In an urban county ED, in patients who were deemed low risk for ACS and discharged, only self-perception of risk was associated with compliance with a follow-up appointment.
Chest pain is a most commonly presenting symptom in the emergency department (ED).1 One of the greatest concerns for chest pain patients is acute coronary syndrome (ACS), which includes high-mortality issues such as myocardial infarction. ED discharge is appropriate if a patient’s history, electrocardiogram, troponin levels, and other risk factors are considered low risk.2,3 However, follow-up is recommended even if appropriately discharged.4 Follow-up compliance in these discharged patients is low, with only 70% attending primary care follow-up within 30 days.2-5 The American Heart Association/American College of Cardiology recommend follow-up within 72 hours of discharge, a guideline that has compliance as low as 6%.4 Previous research has shown that social and demographic factors such as health insurance and socioeconomic status may impact outcomes and follow-up.2,3
In addition, previous research has indicated that an appointment scheduling system and health insurance are high-yield targets to improve patient follow-up.3,6 Little is known about subjective variables such as self-perceived risk for heart disease, trust in the emergency physician, comfort with diagnosis, and health literacy. The objective of this study was to determine whether these factors have an impact on follow-up.

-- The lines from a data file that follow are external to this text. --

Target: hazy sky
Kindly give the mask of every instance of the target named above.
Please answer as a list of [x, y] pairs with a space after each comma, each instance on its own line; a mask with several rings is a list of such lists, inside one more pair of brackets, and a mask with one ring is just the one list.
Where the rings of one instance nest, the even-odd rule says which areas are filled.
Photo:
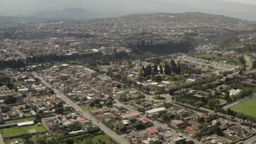
[[241, 2], [247, 4], [256, 4], [256, 0], [223, 0], [223, 1]]
[[[82, 8], [85, 9], [98, 9], [120, 10], [126, 8], [126, 5], [130, 5], [130, 8], [133, 8], [133, 5], [142, 3], [142, 2], [155, 2], [159, 1], [175, 1], [178, 3], [179, 1], [174, 0], [0, 0], [0, 15], [14, 16], [18, 14], [34, 13], [50, 9], [65, 9], [69, 8]], [[186, 1], [186, 0], [184, 0]], [[189, 2], [190, 0], [187, 0]], [[201, 0], [202, 1], [202, 0]], [[202, 0], [206, 1], [207, 0]], [[209, 0], [208, 0], [209, 1]], [[218, 1], [220, 0], [211, 0]], [[256, 0], [222, 0], [224, 1], [232, 1], [243, 3], [256, 4]], [[198, 5], [200, 4], [199, 1]], [[197, 1], [196, 1], [197, 2]], [[195, 3], [195, 2], [193, 2]], [[112, 4], [111, 4], [112, 3]], [[128, 5], [127, 5], [128, 4]], [[165, 4], [164, 4], [165, 5]], [[136, 5], [137, 6], [137, 5]], [[150, 7], [147, 5], [147, 2], [142, 8], [148, 8], [150, 11]], [[148, 7], [147, 7], [147, 6]], [[153, 4], [154, 6], [154, 4]], [[152, 5], [152, 7], [153, 7]], [[164, 5], [166, 6], [166, 5]], [[212, 5], [214, 7], [214, 5]], [[203, 7], [203, 6], [202, 6]], [[215, 6], [218, 7], [218, 6]], [[139, 7], [138, 8], [139, 8]], [[138, 8], [137, 8], [138, 9]], [[188, 10], [188, 11], [189, 10]], [[165, 12], [165, 11], [162, 11]], [[166, 11], [167, 12], [167, 11]], [[189, 11], [186, 11], [189, 12]]]

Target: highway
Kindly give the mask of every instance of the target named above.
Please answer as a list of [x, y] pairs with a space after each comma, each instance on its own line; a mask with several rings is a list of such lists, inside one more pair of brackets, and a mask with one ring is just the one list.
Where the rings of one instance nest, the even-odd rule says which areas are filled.
[[51, 88], [56, 94], [59, 95], [62, 99], [65, 101], [67, 103], [69, 104], [76, 111], [81, 111], [82, 112], [83, 115], [87, 118], [88, 119], [91, 119], [92, 121], [92, 123], [95, 125], [98, 125], [101, 129], [104, 131], [106, 134], [110, 136], [113, 139], [114, 139], [116, 142], [120, 143], [120, 144], [129, 144], [129, 143], [124, 140], [124, 137], [122, 135], [117, 135], [114, 131], [109, 129], [108, 127], [106, 126], [104, 124], [102, 124], [102, 123], [97, 123], [97, 120], [91, 116], [91, 115], [89, 114], [89, 112], [85, 112], [83, 111], [81, 107], [78, 106], [77, 104], [73, 102], [71, 100], [69, 99], [68, 97], [66, 97], [63, 93], [60, 92], [58, 89], [54, 88], [52, 87], [51, 85], [45, 81], [42, 76], [38, 75], [35, 72], [32, 73], [33, 75], [35, 77], [41, 80], [41, 82], [43, 83], [45, 86]]

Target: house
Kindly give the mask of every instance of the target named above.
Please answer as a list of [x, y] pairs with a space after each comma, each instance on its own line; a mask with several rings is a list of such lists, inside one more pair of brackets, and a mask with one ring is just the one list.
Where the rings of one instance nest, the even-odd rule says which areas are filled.
[[187, 134], [189, 134], [193, 137], [194, 137], [201, 133], [201, 131], [199, 129], [199, 128], [196, 127], [188, 127], [185, 130], [185, 131]]
[[131, 118], [131, 117], [138, 117], [138, 116], [139, 116], [140, 115], [141, 115], [141, 114], [139, 113], [139, 112], [133, 112], [133, 113], [129, 113], [129, 114], [122, 115], [122, 116], [120, 116], [120, 117], [123, 119], [124, 119], [130, 118]]
[[124, 92], [120, 92], [117, 93], [117, 97], [120, 100], [125, 101], [127, 100], [128, 97], [127, 93]]
[[125, 125], [123, 123], [117, 123], [114, 124], [114, 127], [118, 131], [122, 131], [126, 130]]
[[148, 118], [151, 118], [152, 116], [156, 113], [158, 113], [161, 112], [165, 112], [166, 111], [167, 109], [165, 108], [165, 107], [161, 107], [159, 108], [156, 108], [155, 109], [152, 109], [150, 110], [146, 111], [145, 112], [145, 114], [146, 115], [146, 117]]
[[26, 93], [28, 92], [28, 89], [27, 88], [19, 89], [18, 92], [20, 93]]
[[178, 136], [172, 137], [168, 139], [170, 144], [178, 144], [183, 143], [186, 142], [186, 137], [183, 136], [182, 135], [179, 135]]
[[184, 95], [184, 98], [185, 99], [193, 99], [195, 101], [202, 101], [207, 102], [210, 98], [211, 93], [203, 91], [190, 90], [189, 92], [186, 93]]
[[146, 130], [148, 131], [148, 135], [150, 137], [155, 136], [158, 133], [158, 130], [157, 129], [147, 128]]
[[148, 138], [146, 140], [141, 141], [142, 144], [157, 144], [158, 141], [158, 139]]
[[183, 121], [181, 120], [172, 120], [170, 122], [171, 126], [174, 128], [179, 128], [185, 127]]

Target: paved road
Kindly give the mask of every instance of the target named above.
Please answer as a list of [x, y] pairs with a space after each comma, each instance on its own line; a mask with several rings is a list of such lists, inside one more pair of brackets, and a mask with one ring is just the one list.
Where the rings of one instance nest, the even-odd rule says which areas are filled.
[[252, 144], [256, 141], [256, 136], [252, 137], [251, 139], [248, 139], [243, 141], [243, 143], [246, 144]]
[[37, 73], [35, 72], [32, 73], [33, 75], [35, 77], [38, 78], [41, 80], [41, 82], [44, 83], [45, 86], [51, 87], [51, 89], [54, 91], [54, 92], [60, 97], [61, 97], [63, 100], [65, 100], [67, 103], [69, 103], [76, 111], [81, 111], [82, 112], [83, 115], [88, 118], [89, 119], [91, 119], [92, 121], [92, 123], [95, 124], [100, 126], [101, 129], [106, 134], [110, 136], [113, 139], [114, 139], [115, 141], [118, 142], [120, 144], [128, 144], [128, 142], [124, 140], [124, 137], [123, 136], [117, 135], [114, 131], [110, 129], [104, 124], [101, 123], [97, 123], [97, 120], [95, 118], [91, 117], [91, 116], [89, 114], [89, 112], [85, 112], [83, 111], [81, 107], [78, 106], [77, 104], [73, 102], [71, 100], [70, 100], [68, 97], [66, 97], [63, 93], [60, 92], [58, 89], [53, 88], [52, 86], [50, 85], [49, 83], [46, 82], [42, 77], [39, 76]]
[[3, 138], [2, 137], [2, 135], [1, 133], [0, 133], [0, 143], [4, 144], [4, 142], [3, 141]]
[[250, 58], [249, 58], [249, 57], [245, 55], [245, 60], [246, 61], [246, 65], [250, 67], [249, 68], [252, 68], [252, 65], [253, 65], [253, 63], [250, 60]]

This was a prospective study of a convenience sample of patients discharged with follow-up after a visit for chest pain. This study was reviewed and approved by our institutional review board. The population included those given acute response clinic (ARC) appointments following ED discharge from an urban hospital in Dallas between November 2017–March 2019. Eligible patients were English-speaking, older than 18 years, and presented with chest pain, later determined to be low risk for ACS. Patients had to be referred to an ARC appointment before being discharged. Exclusion criteria included pregnant patients, prisoners, homeless patients, or those with human immunodeficiency virus (HIV). Homeless patients and those with HIV are referred to separate clinics that specialize in holistic care for these populations. We excluded these populations in order to isolate patients referred exclusively for chest pain.
Acute response clinic appointments are available for local county residents as a way to receive primary care follow-up. If the resident has an established provider, an appointment is scheduled with that provider instead. Appointments to the ARC are made by case management staff and reviewed with the patient before discharge. An author verified that an ARC appointment within 30 days was provided before enrolling patients.

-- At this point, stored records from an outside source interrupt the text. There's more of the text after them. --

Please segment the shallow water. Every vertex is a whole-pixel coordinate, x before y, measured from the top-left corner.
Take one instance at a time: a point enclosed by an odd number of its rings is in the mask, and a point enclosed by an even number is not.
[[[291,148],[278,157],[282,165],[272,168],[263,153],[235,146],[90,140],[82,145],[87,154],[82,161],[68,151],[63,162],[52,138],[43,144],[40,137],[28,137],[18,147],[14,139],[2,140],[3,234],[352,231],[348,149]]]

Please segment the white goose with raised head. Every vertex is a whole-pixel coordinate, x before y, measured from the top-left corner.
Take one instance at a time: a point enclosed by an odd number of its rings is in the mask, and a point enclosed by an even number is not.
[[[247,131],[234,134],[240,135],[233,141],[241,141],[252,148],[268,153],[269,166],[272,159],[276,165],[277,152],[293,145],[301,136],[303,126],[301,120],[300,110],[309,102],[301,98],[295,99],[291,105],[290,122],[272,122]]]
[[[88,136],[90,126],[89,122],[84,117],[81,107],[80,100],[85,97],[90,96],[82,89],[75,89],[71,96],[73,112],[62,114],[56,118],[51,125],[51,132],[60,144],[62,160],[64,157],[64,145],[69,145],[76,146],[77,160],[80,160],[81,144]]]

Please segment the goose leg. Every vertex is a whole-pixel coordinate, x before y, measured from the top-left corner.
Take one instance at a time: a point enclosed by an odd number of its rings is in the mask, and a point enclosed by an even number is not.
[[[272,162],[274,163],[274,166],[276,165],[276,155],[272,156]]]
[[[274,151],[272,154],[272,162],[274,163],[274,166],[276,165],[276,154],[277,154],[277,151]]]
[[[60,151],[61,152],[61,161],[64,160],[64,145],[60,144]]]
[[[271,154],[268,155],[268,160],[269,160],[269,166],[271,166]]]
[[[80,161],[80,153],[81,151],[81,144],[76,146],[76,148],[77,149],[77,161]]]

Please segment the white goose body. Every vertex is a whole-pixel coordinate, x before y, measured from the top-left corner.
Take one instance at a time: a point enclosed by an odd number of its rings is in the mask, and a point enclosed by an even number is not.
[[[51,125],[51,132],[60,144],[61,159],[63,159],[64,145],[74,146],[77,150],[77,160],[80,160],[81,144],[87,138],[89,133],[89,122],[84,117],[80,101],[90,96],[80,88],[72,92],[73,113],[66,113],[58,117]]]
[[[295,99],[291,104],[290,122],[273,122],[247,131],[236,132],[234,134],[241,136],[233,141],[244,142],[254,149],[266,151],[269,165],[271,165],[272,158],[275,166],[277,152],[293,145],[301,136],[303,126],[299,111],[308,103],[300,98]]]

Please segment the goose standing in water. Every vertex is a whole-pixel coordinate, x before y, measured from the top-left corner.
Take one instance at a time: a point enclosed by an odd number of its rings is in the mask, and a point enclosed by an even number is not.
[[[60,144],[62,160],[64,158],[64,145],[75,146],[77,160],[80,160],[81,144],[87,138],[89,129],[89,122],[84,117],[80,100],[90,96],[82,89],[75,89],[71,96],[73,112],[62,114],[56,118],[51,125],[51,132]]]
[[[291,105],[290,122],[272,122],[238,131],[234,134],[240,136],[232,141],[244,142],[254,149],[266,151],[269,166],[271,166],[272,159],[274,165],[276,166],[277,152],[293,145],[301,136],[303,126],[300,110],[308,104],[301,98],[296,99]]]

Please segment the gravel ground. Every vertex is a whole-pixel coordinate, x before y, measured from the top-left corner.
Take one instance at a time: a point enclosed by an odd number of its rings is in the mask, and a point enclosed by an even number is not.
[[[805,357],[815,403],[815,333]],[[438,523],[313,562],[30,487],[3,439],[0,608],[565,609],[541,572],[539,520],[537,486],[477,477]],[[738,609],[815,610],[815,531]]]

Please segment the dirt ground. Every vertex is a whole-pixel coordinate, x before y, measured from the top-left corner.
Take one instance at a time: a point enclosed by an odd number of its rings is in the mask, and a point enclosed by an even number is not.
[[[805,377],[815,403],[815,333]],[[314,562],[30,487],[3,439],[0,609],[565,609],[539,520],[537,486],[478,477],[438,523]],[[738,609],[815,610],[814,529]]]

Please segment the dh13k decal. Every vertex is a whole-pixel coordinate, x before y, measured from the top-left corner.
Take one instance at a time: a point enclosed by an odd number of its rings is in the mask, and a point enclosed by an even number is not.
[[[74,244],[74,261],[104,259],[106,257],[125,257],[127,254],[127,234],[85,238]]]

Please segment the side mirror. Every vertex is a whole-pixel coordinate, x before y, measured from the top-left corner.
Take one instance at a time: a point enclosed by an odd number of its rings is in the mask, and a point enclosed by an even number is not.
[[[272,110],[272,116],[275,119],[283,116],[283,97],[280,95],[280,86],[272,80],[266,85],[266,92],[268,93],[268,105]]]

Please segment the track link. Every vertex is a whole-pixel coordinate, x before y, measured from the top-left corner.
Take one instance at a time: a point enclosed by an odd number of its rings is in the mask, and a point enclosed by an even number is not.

Eligible patients were enrolled in person before discharge using a pre-assembled study packet. Information was acquired verbally after obtaining consent. Studied demographic information included gender, age, race, ethnicity, and religious affiliation. Social determinants of health (SDH) is defined as the conditions in which people are born, grow, live, work and age, as well as the drivers of those conditions.3 Socioeconomic factors in particular, such as income, education, and employment, are major influences.3 Therefore, we chose to evaluate education, employment, marital status, household income, and insurance status as primary SDH. An income of $10,000 a year was set as the cutoff for household income, as a simplified means of identifying poverty.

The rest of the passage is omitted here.